Obat-obat tersebut diberikan selama 7-10 hari
2. Infeksi usus ringan sampai sedang
- Metronidazol 15 mg/kgBB/hari dalam 3 dosis, selama 10 hari. Efek samping
biasanya ringan berupa ruam, kadang-kadang ataksia atau parestesia.
3. Infeksi usus berat dan abses amuba hati
- Metronidazol 50 mg/kgBB/hari dalam 3 dosis, peroral atau intravena, selama 10
hari, atau
- Klorokuin fosfat 10 mg/kgBB/hari dalam 3 dosis, peroral, selama 21 hari (maksimal
600 mg/hari) efektiff untuk abses amuba hati, tetapi tidak untuk amubiasis usus.

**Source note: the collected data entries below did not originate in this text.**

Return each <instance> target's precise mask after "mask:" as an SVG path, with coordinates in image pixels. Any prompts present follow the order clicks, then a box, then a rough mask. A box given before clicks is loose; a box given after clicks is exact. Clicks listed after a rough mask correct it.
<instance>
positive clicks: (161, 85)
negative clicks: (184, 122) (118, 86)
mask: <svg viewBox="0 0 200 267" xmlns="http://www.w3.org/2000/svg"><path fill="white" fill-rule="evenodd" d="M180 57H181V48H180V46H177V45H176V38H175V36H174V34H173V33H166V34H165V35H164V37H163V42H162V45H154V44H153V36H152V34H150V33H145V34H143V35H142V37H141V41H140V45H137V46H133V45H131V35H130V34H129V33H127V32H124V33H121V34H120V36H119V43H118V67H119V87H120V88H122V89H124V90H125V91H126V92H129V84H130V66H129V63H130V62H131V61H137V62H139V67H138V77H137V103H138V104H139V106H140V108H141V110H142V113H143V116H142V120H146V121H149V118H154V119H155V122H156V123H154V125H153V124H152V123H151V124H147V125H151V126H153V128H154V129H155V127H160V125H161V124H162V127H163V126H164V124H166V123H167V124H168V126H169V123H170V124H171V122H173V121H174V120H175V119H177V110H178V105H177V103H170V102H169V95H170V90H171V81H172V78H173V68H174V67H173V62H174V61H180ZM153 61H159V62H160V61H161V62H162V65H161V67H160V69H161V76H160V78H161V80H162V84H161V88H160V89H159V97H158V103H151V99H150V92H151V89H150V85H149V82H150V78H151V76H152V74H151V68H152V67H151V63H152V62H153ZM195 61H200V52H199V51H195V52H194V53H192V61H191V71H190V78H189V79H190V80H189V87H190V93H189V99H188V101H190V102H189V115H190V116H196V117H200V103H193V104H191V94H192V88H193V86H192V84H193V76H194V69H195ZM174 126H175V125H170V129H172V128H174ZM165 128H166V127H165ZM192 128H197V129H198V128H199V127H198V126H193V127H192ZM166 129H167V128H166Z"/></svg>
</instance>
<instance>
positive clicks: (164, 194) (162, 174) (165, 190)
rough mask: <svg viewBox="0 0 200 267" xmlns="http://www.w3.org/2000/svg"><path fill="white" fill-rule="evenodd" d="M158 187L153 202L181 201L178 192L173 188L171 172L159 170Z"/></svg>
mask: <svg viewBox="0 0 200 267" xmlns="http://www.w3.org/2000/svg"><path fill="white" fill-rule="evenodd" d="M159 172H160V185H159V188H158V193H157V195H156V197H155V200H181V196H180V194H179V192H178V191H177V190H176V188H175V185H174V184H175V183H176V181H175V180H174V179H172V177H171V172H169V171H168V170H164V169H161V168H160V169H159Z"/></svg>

Dapat terjadi muntah, gatal dan kerusakan kornea mata, tetapi efek samping yang
paling serius adalah injury retina yang reversibel.

VIII. PROGNOSIS
Divisi Gastroenterologi
Pedoman Diagnosis dan Terapi Ilmu Kesehatan Anak RSUD Jayapura 15

Prognosis amubiasis usus tanpa penyulit adalah baik. Angka kematian abses amuba hati
sebesar 10-15%, sedangkan untuk amubiasis otak angka kematiannya 96%.